In der Westfälischen Klinik Gütersloh (damals: Psychiatrische Provinzial-Heilanstalt) gehen die Mitarbeiter heute sehr offen mit diesem dunklen Kapitel der Geschichte um. Schon die Porträt-Galerie der Anstaltsleitung im Sitzungszimmer beweist das: "Wir haben das Porträt von Werner Hartwig, zur Zeit des Dritten Reichs Leiter der Anstalt, bewusst hängen lassen", sagt Pflegedirektorin Rita Elperts. "Wenn wir ihn abhängen, sehen wir ihn nicht mehr, und wir wollen uns an diese Zeit erinnern, damit so etwas nie wieder passiert." Aus Gütersloh sind in den Jahren 1940 bis 1943 1.017 Patienten abtransportiert worden. "Die meisten wurden in Tötungsanstalten nach Hadamar (Hessen), Brandenburg oder noch weiter in den Osten gebracht und dort mit Gas oder Medikamenten getötet", sagt Bernd Walter, Leiter des Westfälischen Instituts für Regionalgeschichte des Landschaftsverbandes Westfalen-Lippe. Auch die Praxis, den Patienten so genannte B-Kost, also besonders nährstoffarmes Essen, zu verabreichen und sie so verhungern zu lassen, sei nicht selten angewandt worden. "Von den 1.017 aus Gütersloh abtransportierten Menschen lebten bei Kriegsende noch 220", so Walter.

An die Tötung von psychisch Kranken, die nicht nur aus Gütersloh, sondern aus allen psychiatrischen Kliniken abtransportiert wurden, wird beim Evangelischen Kirchentag in Hannover erinnert.
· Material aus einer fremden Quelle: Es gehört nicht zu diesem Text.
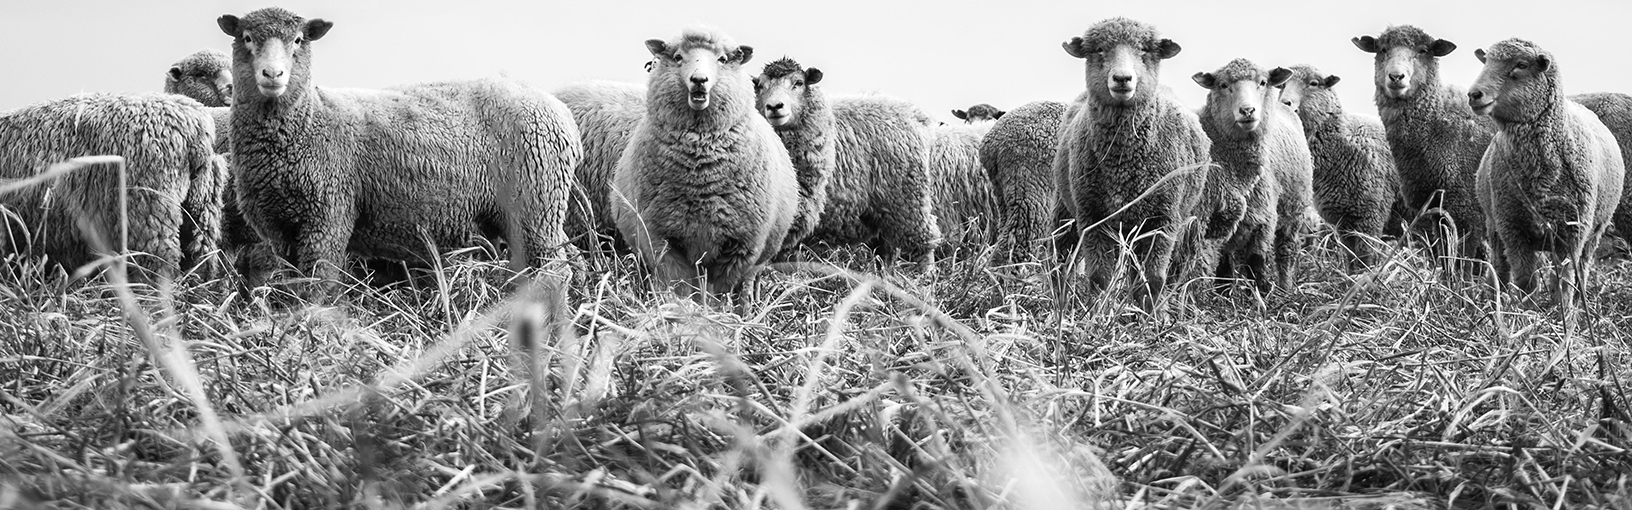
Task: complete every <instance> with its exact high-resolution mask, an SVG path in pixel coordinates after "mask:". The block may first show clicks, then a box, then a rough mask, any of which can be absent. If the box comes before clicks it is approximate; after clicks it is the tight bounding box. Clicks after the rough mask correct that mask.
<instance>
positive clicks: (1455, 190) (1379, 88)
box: [1353, 25, 1495, 257]
mask: <svg viewBox="0 0 1632 510" xmlns="http://www.w3.org/2000/svg"><path fill="white" fill-rule="evenodd" d="M1353 42H1355V46H1356V47H1359V49H1361V51H1364V52H1371V54H1376V64H1374V82H1376V90H1377V92H1376V101H1377V113H1381V114H1382V126H1384V131H1386V134H1387V139H1389V150H1390V152H1394V163H1395V167H1397V168H1399V173H1400V196H1402V199H1404V201H1405V208H1408V209H1410V211H1423V209H1435V208H1438V209H1443V211H1444V214H1448V216H1449V217H1451V219H1452V221H1454V222H1456V229H1457V232H1459V234H1461V235H1462V240H1461V242H1459V245H1461V252H1462V253H1464V255H1470V257H1483V248H1482V245H1480V240H1482V239H1483V229H1485V217H1483V213H1480V209H1479V201H1477V199H1475V195H1474V175H1475V173H1477V170H1479V159H1480V157H1482V155H1483V154H1485V147H1488V145H1490V137H1492V134H1493V132H1495V124H1493V123H1492V121H1490V119H1488V118H1483V116H1475V114H1474V111H1472V110H1469V108H1467V96H1466V95H1464V92H1462V90H1461V88H1457V87H1454V85H1446V83H1441V82H1439V57H1444V56H1448V54H1451V52H1452V51H1456V44H1454V42H1451V41H1446V39H1436V38H1433V36H1430V34H1428V33H1425V31H1423V29H1420V28H1415V26H1410V25H1399V26H1389V29H1386V31H1382V34H1379V36H1376V38H1373V36H1359V38H1355V39H1353Z"/></svg>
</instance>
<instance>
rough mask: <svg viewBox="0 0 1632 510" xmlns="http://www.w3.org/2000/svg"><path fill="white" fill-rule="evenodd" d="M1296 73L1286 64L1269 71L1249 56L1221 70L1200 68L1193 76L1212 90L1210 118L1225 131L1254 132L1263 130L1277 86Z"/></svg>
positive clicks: (1277, 86)
mask: <svg viewBox="0 0 1632 510" xmlns="http://www.w3.org/2000/svg"><path fill="white" fill-rule="evenodd" d="M1291 75H1293V72H1291V70H1288V69H1284V67H1276V69H1275V70H1270V72H1265V70H1262V69H1258V65H1253V64H1252V62H1248V60H1245V59H1235V60H1232V62H1229V64H1226V65H1224V67H1221V69H1219V70H1217V72H1198V74H1195V75H1193V77H1191V80H1195V82H1196V85H1201V87H1203V88H1206V90H1208V106H1206V110H1208V114H1206V116H1204V118H1206V119H1209V121H1213V123H1214V128H1217V129H1219V131H1221V132H1234V134H1239V136H1252V134H1257V132H1260V131H1258V128H1260V126H1263V114H1265V108H1266V106H1268V105H1275V103H1273V101H1276V96H1278V90H1276V87H1279V85H1281V83H1286V80H1288V78H1289V77H1291Z"/></svg>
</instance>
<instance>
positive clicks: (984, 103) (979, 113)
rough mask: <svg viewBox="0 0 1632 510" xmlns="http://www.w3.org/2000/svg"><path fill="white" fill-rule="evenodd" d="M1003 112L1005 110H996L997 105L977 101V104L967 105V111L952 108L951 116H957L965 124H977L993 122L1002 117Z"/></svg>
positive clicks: (955, 117)
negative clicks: (975, 104)
mask: <svg viewBox="0 0 1632 510" xmlns="http://www.w3.org/2000/svg"><path fill="white" fill-rule="evenodd" d="M1004 113H1005V111H1002V110H997V106H992V105H986V103H979V105H974V106H969V110H968V111H963V110H953V111H951V116H955V118H958V119H960V121H963V123H965V124H979V123H994V121H997V119H1000V118H1004Z"/></svg>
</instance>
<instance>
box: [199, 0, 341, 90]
mask: <svg viewBox="0 0 1632 510" xmlns="http://www.w3.org/2000/svg"><path fill="white" fill-rule="evenodd" d="M215 23H217V25H219V26H220V31H222V33H225V34H228V36H232V38H233V39H232V74H233V83H235V85H237V90H238V93H248V92H250V90H255V92H256V93H259V96H261V98H266V100H276V98H281V96H284V95H286V93H287V92H289V90H290V88H295V90H304V88H305V87H307V85H308V83H310V78H312V46H310V44H312V41H317V39H322V38H323V34H326V33H328V29H330V28H333V26H335V25H333V23H330V21H325V20H320V18H315V20H305V18H300V16H295V15H294V13H290V11H287V10H281V8H276V7H273V8H263V10H258V11H253V13H248V15H245V16H243V18H242V20H240V18H238V16H233V15H224V16H220V18H219V20H215ZM290 85H292V87H290ZM251 87H253V88H251ZM238 100H245V98H238Z"/></svg>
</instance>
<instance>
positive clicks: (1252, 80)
mask: <svg viewBox="0 0 1632 510" xmlns="http://www.w3.org/2000/svg"><path fill="white" fill-rule="evenodd" d="M1291 77H1293V72H1291V70H1289V69H1284V67H1276V69H1273V70H1268V72H1266V70H1263V69H1262V67H1258V65H1257V64H1253V62H1252V60H1247V59H1235V60H1231V62H1229V64H1224V67H1219V69H1217V70H1214V72H1198V74H1195V75H1193V77H1191V78H1193V80H1195V82H1196V85H1201V88H1206V90H1208V103H1206V106H1204V108H1203V114H1201V128H1203V129H1204V131H1206V134H1208V137H1209V139H1211V141H1213V150H1211V155H1213V162H1216V163H1217V165H1219V172H1222V173H1219V177H1221V178H1226V177H1227V178H1231V180H1234V181H1235V183H1237V185H1239V190H1250V193H1245V196H1247V209H1245V211H1244V214H1242V217H1240V221H1237V224H1235V232H1234V235H1232V237H1231V239H1229V240H1227V244H1226V247H1224V253H1222V255H1224V258H1222V262H1221V263H1219V276H1232V273H1234V271H1232V265H1234V263H1242V265H1244V266H1245V276H1247V278H1250V280H1252V281H1253V283H1257V286H1258V291H1260V293H1268V291H1270V289H1271V288H1281V289H1291V288H1293V280H1291V270H1293V266H1294V265H1296V262H1297V248H1299V244H1297V234H1299V230H1301V226H1302V214H1304V211H1306V209H1307V208H1309V204H1310V203H1312V193H1314V191H1312V188H1310V181H1312V180H1314V178H1312V173H1314V157H1312V155H1310V154H1309V142H1307V141H1306V139H1304V129H1302V126H1299V123H1297V114H1296V113H1294V111H1293V110H1291V108H1289V106H1286V105H1281V103H1279V101H1276V96H1279V92H1278V88H1276V87H1279V85H1281V83H1286V80H1288V78H1291ZM1271 255H1273V257H1275V258H1273V270H1275V281H1270V268H1271V260H1270V258H1268V257H1271Z"/></svg>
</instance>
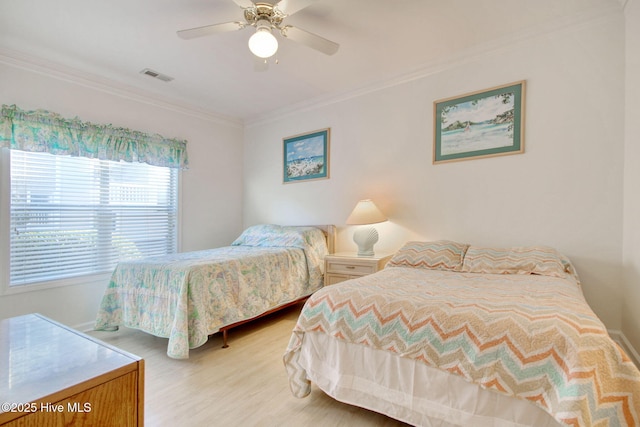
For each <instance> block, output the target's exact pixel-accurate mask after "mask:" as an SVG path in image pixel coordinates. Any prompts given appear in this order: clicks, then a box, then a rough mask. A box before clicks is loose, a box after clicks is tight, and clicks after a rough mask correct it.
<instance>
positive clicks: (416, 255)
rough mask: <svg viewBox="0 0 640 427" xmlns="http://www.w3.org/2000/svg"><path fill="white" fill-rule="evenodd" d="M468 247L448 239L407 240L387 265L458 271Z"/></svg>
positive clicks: (389, 261) (461, 267) (396, 252)
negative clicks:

Vor der Eröffnung gibt es am Donnerstag, 26. Mai, in der Innestadt eine Gedenkfeier für die Opfer.

Euthanasie (griech. "schöner Tod")

Ursprünglich ein Begriff aus der Philosophie: Danach hatte der Mensch, wenn sein Leben durch Krankheit oder Gebrechlichkeit des Alters zur quälenden Last geworden war, das Recht, sein Leben zu beenden. Der nationalsozialistische Staat tarnte mit dem Begriff Euthanasie die "Vernichtung unwerten Lebens". Insgesamt fielen rund 200.000 vor allem psychisch Kranke, geistig Behinderte, Epileptiker und senil Erkrankte dieser systematischen Mordaktion zum Opfer.

Die erste Tötungswelle wurde als "Aktion T 4" betitelt. Zur Tarnung trugen die Tötungsanstalten die Namen Durchgangs- oder Vollzugsanstalten. Dorthin wurden die Menschen aus den psychiatrischen Anstalten abtransportiert.